Some miscellaneous observations and/or quibbles:
* Missionary furlough isn't just about raising funds (p. 201). It is also about rest and recovery for the missionary, maintaining church and personal ties and speaking and sharing about the work.
* Cooper's interpretation of child naming/baptême ceremonies needs some more context (p. 205). While Catholics and Lutherans believe that infant baptism is salvific for the child, other Protestants, such as those in the Reformed tradition, view it as a sign that the child is in a Christian covenant community and recognize an adult confession of faith as the moment of salvation. While SIM-inspired churches and other evangelicals believe that only adult "believer's baptism" is valid for salvation, presenting a newborn child to the religious community has its Christians origins with the infant Jesus being presented at the Temple (Luke 2:22-38). Also, in much of Niger, the father or a mallam whispers into the baby's ear a phrase that establishes the child's Muslim future during the naming ceremony. It is this public identification of the faith desired for the child that is significant, particularly in the spiritual realm. One can see why the missionaries wanted to have new converts hold an explicitly Christian ceremony.
* The Apostle Paul was opposed to Christians marrying outside of their faith (2 Cor 6:14) and permitted divorce for those in such relationships, therefore there's a basis for missionaries discouraging mixed Christian-Muslim marriages (p. 208 and 216). However there are scores of examples in Niger of these mixed marriages resulted in the other partner later (or sometimes sooner) becoming Christian. Cooper would have been right to question the short-sightedness of the missionaries in encouraging such divorces, given the success of conversion that Christians have in such marriages.
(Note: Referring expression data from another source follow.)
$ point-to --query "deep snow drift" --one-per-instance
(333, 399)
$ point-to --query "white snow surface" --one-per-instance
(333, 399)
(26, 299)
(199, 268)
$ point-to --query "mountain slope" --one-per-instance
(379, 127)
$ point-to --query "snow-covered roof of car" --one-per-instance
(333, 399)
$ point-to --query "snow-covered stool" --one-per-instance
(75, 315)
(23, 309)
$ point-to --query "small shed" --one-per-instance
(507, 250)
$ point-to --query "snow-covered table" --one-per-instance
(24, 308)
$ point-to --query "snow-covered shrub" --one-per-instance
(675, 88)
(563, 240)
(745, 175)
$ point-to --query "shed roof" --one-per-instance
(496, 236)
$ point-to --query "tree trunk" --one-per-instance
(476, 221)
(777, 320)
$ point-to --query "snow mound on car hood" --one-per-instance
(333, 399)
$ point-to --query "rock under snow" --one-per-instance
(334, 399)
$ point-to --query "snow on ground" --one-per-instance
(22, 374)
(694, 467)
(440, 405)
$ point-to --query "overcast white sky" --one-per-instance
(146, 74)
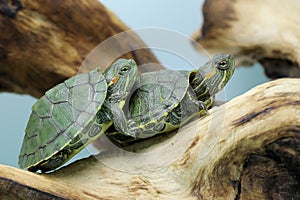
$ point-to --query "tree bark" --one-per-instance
(264, 31)
(247, 148)
(48, 41)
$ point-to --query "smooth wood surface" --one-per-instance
(48, 41)
(264, 31)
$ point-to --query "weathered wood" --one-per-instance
(239, 151)
(48, 41)
(266, 31)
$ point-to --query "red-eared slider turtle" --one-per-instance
(73, 114)
(166, 99)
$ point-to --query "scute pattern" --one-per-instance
(156, 95)
(60, 116)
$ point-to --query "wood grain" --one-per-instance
(247, 148)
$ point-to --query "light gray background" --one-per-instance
(182, 16)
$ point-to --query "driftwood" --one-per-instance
(247, 148)
(51, 39)
(266, 31)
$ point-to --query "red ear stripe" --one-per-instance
(115, 79)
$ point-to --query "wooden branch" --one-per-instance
(48, 41)
(247, 148)
(266, 31)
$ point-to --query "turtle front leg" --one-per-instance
(122, 124)
(10, 9)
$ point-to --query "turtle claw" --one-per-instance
(10, 9)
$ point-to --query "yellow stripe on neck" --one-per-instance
(211, 74)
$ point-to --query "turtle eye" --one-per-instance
(124, 70)
(223, 65)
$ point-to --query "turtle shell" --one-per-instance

* Cooper is a bit harsh to refer to the EERN leadership as a gerontocracy (p.222). That may indeed be the case at local churches, but the national leadership has largely been drawn from men in their 40s and 50s for many, many years.
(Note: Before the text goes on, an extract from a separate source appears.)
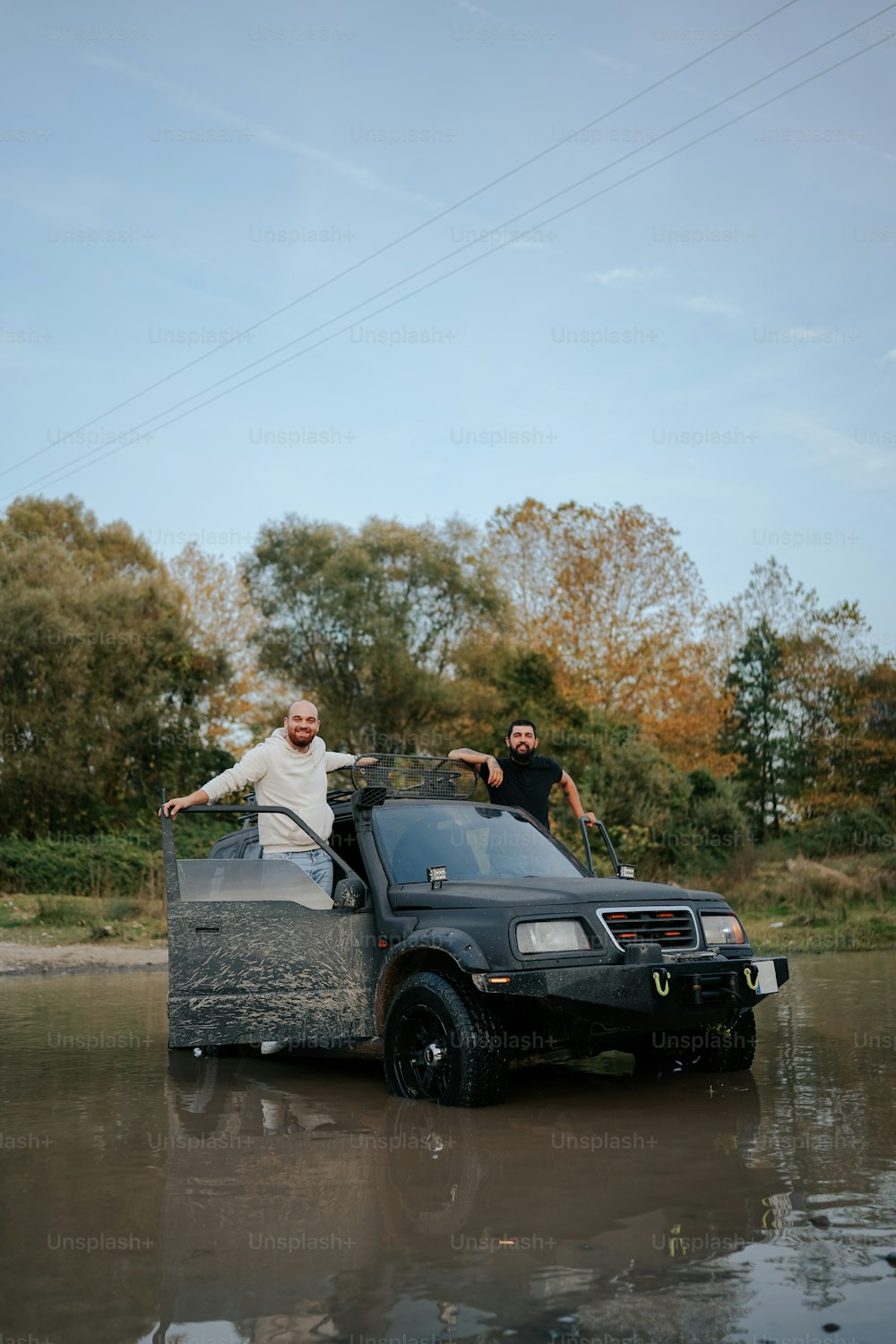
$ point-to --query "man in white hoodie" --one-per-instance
(289, 771)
* Many of Cooper's observations on Christian-based education in Niger are remarkably accurate (particularly the folly of operating boarding schools). However, one negative prognosis of hers for the EERN primary school at Tsibiri failed to happen. The EERN leadership eventually did make the necessary changes in staff and governance to remedy many of the fundamental problems at the school. Additionally, a French-based NGO emerged to financially help send more girl students to Tsibiri. The School has since successfully passed 100% of its students into the next level of Nigerien education three years straight --an accomplishment that is rare in any Nigerien school. The King of the Gobirawa now holds the Tsibiri School up as an example of how good things could be in education.
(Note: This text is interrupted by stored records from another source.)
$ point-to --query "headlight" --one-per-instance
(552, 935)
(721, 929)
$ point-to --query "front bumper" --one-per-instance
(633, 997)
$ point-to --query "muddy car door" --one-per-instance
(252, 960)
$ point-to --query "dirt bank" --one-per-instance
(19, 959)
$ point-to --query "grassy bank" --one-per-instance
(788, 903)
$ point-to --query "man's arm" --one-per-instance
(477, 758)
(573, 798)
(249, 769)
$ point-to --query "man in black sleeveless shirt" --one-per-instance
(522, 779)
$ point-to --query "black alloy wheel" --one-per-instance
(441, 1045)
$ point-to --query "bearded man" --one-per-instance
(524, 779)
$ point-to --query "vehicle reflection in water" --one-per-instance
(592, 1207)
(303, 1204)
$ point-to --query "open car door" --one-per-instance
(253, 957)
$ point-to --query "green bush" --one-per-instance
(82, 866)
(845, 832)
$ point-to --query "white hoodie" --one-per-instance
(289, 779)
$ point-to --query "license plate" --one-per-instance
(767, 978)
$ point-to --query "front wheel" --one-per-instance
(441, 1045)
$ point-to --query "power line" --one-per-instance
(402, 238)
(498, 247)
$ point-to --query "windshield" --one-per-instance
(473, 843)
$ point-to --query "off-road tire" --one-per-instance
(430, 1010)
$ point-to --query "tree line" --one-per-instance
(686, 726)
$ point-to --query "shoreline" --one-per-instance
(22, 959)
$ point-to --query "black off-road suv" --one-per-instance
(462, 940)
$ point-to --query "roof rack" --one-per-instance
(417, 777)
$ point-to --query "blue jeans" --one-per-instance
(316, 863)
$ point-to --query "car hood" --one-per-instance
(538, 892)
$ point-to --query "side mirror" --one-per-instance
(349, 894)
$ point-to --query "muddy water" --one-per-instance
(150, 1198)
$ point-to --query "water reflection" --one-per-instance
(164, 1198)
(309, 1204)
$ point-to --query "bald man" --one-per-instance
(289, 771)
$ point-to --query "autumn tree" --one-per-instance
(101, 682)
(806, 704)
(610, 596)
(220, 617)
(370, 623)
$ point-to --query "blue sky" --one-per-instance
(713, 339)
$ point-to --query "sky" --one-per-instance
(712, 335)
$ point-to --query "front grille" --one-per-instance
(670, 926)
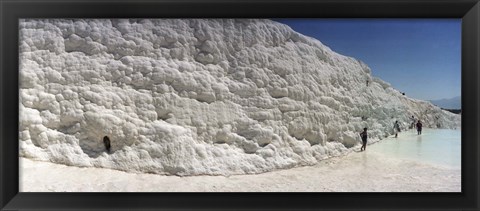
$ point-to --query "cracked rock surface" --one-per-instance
(194, 97)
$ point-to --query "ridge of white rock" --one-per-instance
(193, 97)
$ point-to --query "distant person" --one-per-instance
(106, 142)
(364, 137)
(412, 120)
(419, 127)
(396, 128)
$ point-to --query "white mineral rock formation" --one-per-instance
(192, 97)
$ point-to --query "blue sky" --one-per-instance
(421, 57)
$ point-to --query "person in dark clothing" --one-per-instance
(106, 142)
(364, 137)
(419, 127)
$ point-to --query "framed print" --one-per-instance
(239, 105)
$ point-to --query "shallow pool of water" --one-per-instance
(434, 146)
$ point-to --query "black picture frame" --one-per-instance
(13, 10)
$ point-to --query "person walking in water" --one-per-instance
(106, 142)
(412, 120)
(396, 128)
(364, 137)
(419, 127)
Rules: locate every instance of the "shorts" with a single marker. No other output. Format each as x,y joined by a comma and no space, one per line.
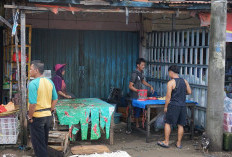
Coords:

Anyone who has even visited, lived and worked in or studied and read about the Nigerien environment Barbara Cooper describes owes her a great debt of gratitude for this impressive gift. She has constructed a narrative that provides a framework for interpreting and better comprehending our experiences in Niger. For those of you who have never been to Niger, Cooper has produced an excellent piece of scholarship that sheds new light about the complex tapestry involving African missions and Christian converts in both colonial and modern times. There is much to learn from reading this fascinating account.